Relembro já com nostalgia aquela aparente normalidade que precedeu a clausura. No dia 6, congreguei o meu clã leonino num jantar de blogue. Dois dias depois, um domingo, visitei o estádio José Alvalade pela última vez, testemunhando ao vivo a primeira (e única) vitória do novo treinador, Rúben Amorim. Ao fim da tarde de 9 de Março, fui ao cinema: sala despida, como tantas vezes acontece. A partir daí, isolamento.
Saio só para meia hora diária de passeio higiénico e para renovar ocasionalmente a despensa, sempre em doses moderadas. Perplexo ao ver tanta gente empurrando carrinhos de supermercado a transbordar de compras ou a atulhar bagageiras com garrafões de água mineral. Questiono-me aliás qual será a necessidade de adquirir tanta água engarrafada quando temos felizmente acesso a água canalizada de inegável qualidade, ao contrário do que sucede em mais de metade das nações do globo.

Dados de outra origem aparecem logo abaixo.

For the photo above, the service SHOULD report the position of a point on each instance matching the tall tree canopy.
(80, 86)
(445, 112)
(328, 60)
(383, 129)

Mudei hábitos quotidianos, à semelhança do que aconteceu com tantos de nós. Usar sempre a escada em vez do elevador, por exemplo. Ou limpar o telemóvel com um pano húmido ao chegar a casa e utilizá-lo só em casos de absoluta necessidade quando estou na rua. Outros, que mantenho há muito, começam agora a ser adoptados pelos vizinhos, como confirmo ao passar nos vários patamares do prédio: sapatos à porta de casa, nunca entrar com o calçado da rua. Sorrio ao lembrar-me que os meus vizinhos chineses, em Macau, já procediam assim no início da década de 90.
Sorrio menos ao lembrar-me de declarações insensatas de responsáveis políticos. Do Presidente da República, por exemplo, que naquele seu estilo muito próprio opinava a 25 de Fevereiro: «Fechar fronteiras é impossível. Se alguns países acham que é possível fechar fronteiras, o que estão a fazer é controlar algumas pessoas nas fronteiras.» Ou do primeiro-ministro, que a 11 de Março, já com muitas escolas privadas e diversas universidades encerradas de moto próprio, ainda hesitava: «Sabemos bem que encerrar uma escola tem um efeito muito perturbador na vida das famílias. Só podemos e só devemos fazer na margem que for o estritamente necessário.» Transmitindo um sinal errado a uma sociedade que já andava no passo certo.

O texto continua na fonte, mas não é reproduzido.